4. Vielgestaltige Kirche: Unsere sesshaften Gemeinden und Verbände belohnen Kreativität und Querdenkertum in den seltensten Fällen. Wie viele andere Institutionen fördern und belohnen sie eher Anpassung, Mittelmaß und eine Kultur der Risikovermeidung. Pioniertypen, die die Welt auf den Kopf stellen möchten oder von einer „Verbuntung“ (P. Zulehner) der Kirche träumen, werden oft passiv ausgebremst und administrativ kaltgestellt. Prophetische Gestalten überleben nur in besonderen Nischen und Biotopen, die ihnen die Funktionäre lassen. Ganz anders St. Patrick & Co: In der neuen, rauen Umgebung der keltischen Kultur bildete das Christentum, das aus dem römischen Reich kam und sich dort zur Staatsreligion aufgeschwungen hatte und dessen Priester im Gottesdienst die Kleidung der kaiserlichen Beamten trugen, ganz andere kirchliche Strukturen aus. Und vor allem brachte es große Kämpfer- und Abenteurernaturen hervor.

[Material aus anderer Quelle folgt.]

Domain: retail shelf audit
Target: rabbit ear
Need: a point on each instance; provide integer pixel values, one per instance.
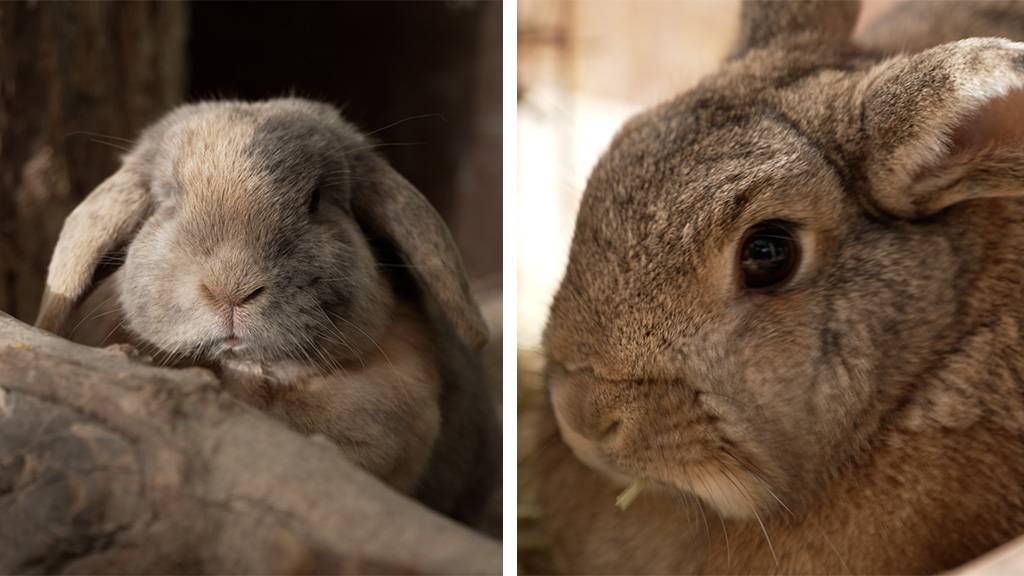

5. Nichtkoloniale, gewaltfreie und kontextuelle Mission: Die Transformation einer ganzen Kultur durch das Evangelium, die an der Wende von der Spätantike zum Frühmittelalter durch die Verkündigung, Klostergründungen, Bildungsangebote und die gesellschaftliche Einmischung der keltischen Christen in ihrer Heimat und darüber hinaus stattfand, hat so gar nichts mit den Formen von Mission zu tun, für die sich die Kirchen heute entschuldigen und schämen – oft zu Recht, hin und wieder aber auch zu Unrecht. Sie ist das Gegenstück zu Karl dem Großen, der die Sachsen vor die Wahl stellte, sich taufen oder umbringen zu lassen, zu den Kreuzzügen und der Inquisition, zu den spanischen Conquistadores im sechzehnten Jahrhundert oder zu der kolonialen Verkirchlichung fremder Völker, die aus einer Position materieller, technischer und militärischer Überlegenheit heraus unternommen wurde und die ihre Adressaten herablassend bewertete. Auf all diese „Argumente“ verzichteten die keltischen Christen. Der nachhaltige Segen, den sie gebracht haben, gibt ihnen Recht.

Ich breche hier einfach mal ab. Es geht nicht darum, wie heil und schön damals alles war. Es geht darum, was bei uns heil werden könnte, wenn wir uns auf eine echte Begegnung und einen kirchengeschichtlichen Dialog einlassen. Darstellende Kunst, Dichtung, Erzählkunst und Musik kommen dann noch bereichernd hinzu. Meinetwegen diskutieren wir diese Fragen auch anhand anderer Beispielen. Ich habe nur noch keine besseren gefunden.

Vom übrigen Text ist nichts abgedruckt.